O resultado da apuração da PF está na decisão que autorizou as prisões preventivas ontem, do juiz federal Vallisney de Souza Oliveira, que foi tornada pública nesta quarta-feira (24). Estão detidos em Brasília Walter Delgatti Neto, Danilo Cristiano Marques, Gustavo Henrique Elias Santos, e sua namorada, Suelen Priscila de Oliveira.

"Com efeito, há fortes indícios de que os investigados integram organização criminosa para a prática de crimes e se uniram para violar o sigilo telefônico de diversas autoridades públicas brasileiras via invasão do aplicativo Telegram", diz a decisão.

No entanto, não está claro ainda se os quatro presos têm relação com as conversas divulgadas pelo site The Intercept Brasil.

Moro disse que seu aparelho foi hackeado no dia 4 de junho, quando o invasor teria operado seu aplicativo de mensagens por seis horas.

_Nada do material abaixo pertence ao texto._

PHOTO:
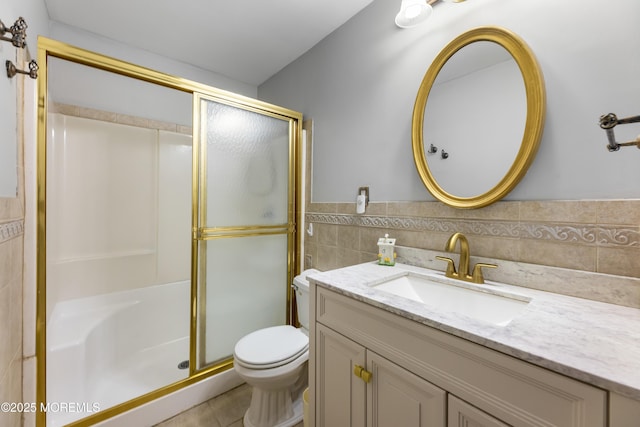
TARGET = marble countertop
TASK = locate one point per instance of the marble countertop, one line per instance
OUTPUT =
(594, 342)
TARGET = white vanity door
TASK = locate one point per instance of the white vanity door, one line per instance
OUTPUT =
(461, 414)
(340, 395)
(396, 397)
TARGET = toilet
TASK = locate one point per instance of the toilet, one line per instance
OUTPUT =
(273, 361)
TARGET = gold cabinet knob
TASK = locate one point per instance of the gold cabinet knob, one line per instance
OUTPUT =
(362, 373)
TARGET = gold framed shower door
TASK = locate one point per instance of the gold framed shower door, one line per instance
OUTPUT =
(48, 48)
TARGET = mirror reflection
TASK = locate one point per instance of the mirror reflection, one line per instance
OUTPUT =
(478, 118)
(475, 111)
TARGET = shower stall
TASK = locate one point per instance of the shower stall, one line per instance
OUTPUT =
(166, 231)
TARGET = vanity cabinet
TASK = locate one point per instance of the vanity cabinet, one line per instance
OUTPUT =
(358, 388)
(461, 414)
(421, 376)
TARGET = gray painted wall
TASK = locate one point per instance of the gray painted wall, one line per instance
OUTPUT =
(359, 86)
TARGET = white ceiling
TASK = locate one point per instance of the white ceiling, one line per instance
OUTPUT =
(247, 40)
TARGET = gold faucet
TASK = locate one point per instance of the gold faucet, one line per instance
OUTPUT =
(463, 264)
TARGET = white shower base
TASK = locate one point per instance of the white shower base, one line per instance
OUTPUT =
(107, 349)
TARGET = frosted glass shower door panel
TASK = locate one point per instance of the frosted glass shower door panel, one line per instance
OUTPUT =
(244, 291)
(247, 174)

Cinco dias depois, o Intercept Brasil iniciou a publicação de uma série de reportagens que mostram conversas privadas envolvendo Moro, quando ainda era juiz da 13ª vara de Curitiba, e procuradores da Lava Jato, entre eles o chefe da força-tarefa da operação, Deltan Dallagnol.

O veículo afirma ter recebido o material semanas antes de Moro ter divulgado que seu celular foi invadido.

No Twitter, no entanto, o atual ministro da Justiça relaciona as prisões desta terça-feira com as mensagens divulgadas pelo Intercept Brasil. "Parabenizo a Polícia Federal pela investigação do grupo de hackers, assim como o MPF e a Justiça Federal. Pessoas com antecedentes criminais, envolvidas em várias espécies de crimes. Elas, a fonte de confiança daqueles que divulgaram as supostas mensagens obtidas por crime", escreveu.

Como teria sido a invasão?

Segundo a polícia, os investigados usaram tecnologia VOIP (serviços de voz sobre IP), que permite a realização de ligações via computadores, telefones convencionais ou celulares de qualquer lugar do mundo.

O serviço utilizado no caso foi prestado pela microempresa BRVOZ, aponta a investigação. Por meio desse serviço, diz a decisão, "o cliente/usuário da BRVOZ utilizando a função 'identificador de chamadas' pode realizar ligações telefônicas simulando o número de qualquer terminal telefônico como origem das chamadas".
Com essa tecnologia, os investigados teriam solicitado o código de acesso para ativar o serviço Telegram Web (uso do aplicativo de conversas no computados) por meio de ligação telefônica.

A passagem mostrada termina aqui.